I knew someone who said he would always write a book. During the pandemic, he ended up having a lot more free time since he got a few weeks of paid time off and then less responsibilities when he got back to work. I brought up that book, and he still never started it.
Sometimes, we have excuses for why we will or won’t do something. When those excuses gets killed, the real reason lurks. In this case, I figure maybe he didn’t enjoy the process or actual work of writing or planning a book.
One of the most important lessons during that time is that taking care of our mental health. The isolation and stress of the pandemic can hurt toll our mental health, but it has also highlighted the importance of self-care and self-compassion. Studies have shown that regular exercise, mindfulness practices, and social connection can all improve mental health and well-being.
That social isolation was something I struggled with before the pandemic. Once you become an adult and you’re out of college, there aren’t as many built-in ways of socializing. It’s a complaint I hear from a lot of young graduates as well. You have to take initiative, plan out your free time, and find social groups that work for you, which isn’t as simple of a feat as you think. At least not for me, maybe if you’re popular, attractive, or lucky. I’ve gotten pretty decent at this with trial and error, but I’m no expert.
The quarantine has also reminded us of the importance of productivity. With many of us working from home, it can be easy to fall into the trap of procrastination and distraction. But the reality is that we all have the same 24 hours in a day, and it’s up to us to use that time effectively. Research has shown that setting clear goals, breaking tasks down into smaller steps, and using time management techniques can all help us to be more productive.
Stop using “I don’t have time” as an excuse. Plenty of people had more time than they knew what to do with during the quarantine and squandered it.
The quarantine has shown us that making excuses for lack of time is often just that – excuses. We all have the same amount of time, and it’s up to us to use it wisely. Whether it’s working on a personal project, learning a new skill, or spending time with loved ones, we all have the ability to make the most of the time we have.
What surprised me during this time was that I found an equilibrium. There were moments in the first few months of being an adult and of the pandemic where I was freaking out, wondering if I could survive with so little human contact. Looking back, I somehow found a state of content over time. I found ways to interact with people virtually or on the phone when I needed it. And then, I was pretty happy working from home, exercising at home, going on my own little walks, cooking, and watching TV. I did that for many, many months. It wasn’t spectacular, but I wasn’t unhappy either.

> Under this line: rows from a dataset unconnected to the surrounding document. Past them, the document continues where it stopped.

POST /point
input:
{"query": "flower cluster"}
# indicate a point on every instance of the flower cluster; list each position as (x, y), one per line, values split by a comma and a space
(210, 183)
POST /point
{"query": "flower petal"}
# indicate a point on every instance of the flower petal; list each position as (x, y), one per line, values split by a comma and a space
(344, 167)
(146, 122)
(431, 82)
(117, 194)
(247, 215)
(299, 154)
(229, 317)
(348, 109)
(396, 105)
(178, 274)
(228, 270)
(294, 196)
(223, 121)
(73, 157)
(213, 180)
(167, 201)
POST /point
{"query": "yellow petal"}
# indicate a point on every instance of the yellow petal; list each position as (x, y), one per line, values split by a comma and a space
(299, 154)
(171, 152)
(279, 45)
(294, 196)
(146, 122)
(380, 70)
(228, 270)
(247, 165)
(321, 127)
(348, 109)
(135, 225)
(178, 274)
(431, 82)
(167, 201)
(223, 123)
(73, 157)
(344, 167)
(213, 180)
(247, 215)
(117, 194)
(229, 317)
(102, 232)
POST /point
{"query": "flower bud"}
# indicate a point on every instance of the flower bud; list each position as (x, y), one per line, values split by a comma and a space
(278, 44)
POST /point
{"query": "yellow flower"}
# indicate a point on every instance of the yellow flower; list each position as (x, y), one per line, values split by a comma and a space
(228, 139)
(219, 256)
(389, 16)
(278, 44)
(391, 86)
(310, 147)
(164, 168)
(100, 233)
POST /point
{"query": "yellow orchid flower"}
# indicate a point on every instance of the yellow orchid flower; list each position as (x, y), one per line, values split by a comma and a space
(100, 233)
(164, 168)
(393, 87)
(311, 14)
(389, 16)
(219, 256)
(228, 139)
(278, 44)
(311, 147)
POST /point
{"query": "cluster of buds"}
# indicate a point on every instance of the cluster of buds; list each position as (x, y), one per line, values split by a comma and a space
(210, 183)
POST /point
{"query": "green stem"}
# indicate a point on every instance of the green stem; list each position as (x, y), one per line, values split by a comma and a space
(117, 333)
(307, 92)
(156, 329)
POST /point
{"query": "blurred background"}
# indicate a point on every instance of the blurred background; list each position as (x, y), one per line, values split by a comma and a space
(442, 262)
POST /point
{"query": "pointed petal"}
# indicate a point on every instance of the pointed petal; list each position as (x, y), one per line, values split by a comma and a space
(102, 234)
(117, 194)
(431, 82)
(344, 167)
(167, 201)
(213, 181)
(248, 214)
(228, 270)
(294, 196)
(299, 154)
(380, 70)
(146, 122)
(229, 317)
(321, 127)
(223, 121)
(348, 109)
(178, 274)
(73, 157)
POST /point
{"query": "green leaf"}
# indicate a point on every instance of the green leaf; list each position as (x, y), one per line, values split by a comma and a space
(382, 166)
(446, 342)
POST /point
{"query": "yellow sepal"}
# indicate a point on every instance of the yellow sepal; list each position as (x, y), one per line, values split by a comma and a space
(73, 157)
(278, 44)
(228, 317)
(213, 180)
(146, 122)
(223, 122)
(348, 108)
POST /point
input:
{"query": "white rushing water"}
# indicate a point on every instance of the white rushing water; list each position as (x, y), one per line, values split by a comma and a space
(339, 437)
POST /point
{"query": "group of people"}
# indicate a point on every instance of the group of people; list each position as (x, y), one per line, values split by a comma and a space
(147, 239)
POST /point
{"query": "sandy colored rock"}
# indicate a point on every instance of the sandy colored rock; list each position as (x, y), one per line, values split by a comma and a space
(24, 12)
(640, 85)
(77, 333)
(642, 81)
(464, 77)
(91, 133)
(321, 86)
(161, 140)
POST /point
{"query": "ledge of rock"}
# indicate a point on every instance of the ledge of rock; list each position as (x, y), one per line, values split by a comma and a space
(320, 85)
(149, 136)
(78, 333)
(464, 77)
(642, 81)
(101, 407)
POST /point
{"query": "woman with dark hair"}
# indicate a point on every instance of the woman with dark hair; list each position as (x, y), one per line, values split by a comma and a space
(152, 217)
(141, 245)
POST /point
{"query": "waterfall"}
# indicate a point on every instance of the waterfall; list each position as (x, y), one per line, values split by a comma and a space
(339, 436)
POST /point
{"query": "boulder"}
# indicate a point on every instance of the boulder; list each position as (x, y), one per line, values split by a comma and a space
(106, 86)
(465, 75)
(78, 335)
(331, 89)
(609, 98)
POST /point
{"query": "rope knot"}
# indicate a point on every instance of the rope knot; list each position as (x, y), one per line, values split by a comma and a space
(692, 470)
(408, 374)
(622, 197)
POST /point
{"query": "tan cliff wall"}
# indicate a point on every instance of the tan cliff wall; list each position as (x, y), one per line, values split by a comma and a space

I think the one distinction you want to watch out for is I took initiative. I could’ve easily wallowed in despair and done nothing, and that would’ve possibly made things worse, but I tried to find ways of checking in or reaching out to people I knew. I can only imagine how extroverts suffered during this time, though I haven’t found much discussion online about it. Let me know your experiences in the comments.
I feel like I still need to keep improving that skill and knowing to reach out before I need it. While another quarantine won’t be likely in the near future, it’s important to be able to generate social interactions, connections, a community, or more when you need it for a healthy mind. I try to start small by going to a hobby or activity that is also social. Lately, I tried boxing, which is fun, but usually most fitness classes aren’t as social as you think – it’s mostly just listening to the instructor. So, what I have found works decent is running clubs.
In conclusion, the pandemic quarantine has been a challenging time, but it has also provided valuable lessons about mental health, productivity, and making excuses for lack of time. By taking care of our mental health, being productive and making the most of our time, we can come out of this experience stronger and more resilient.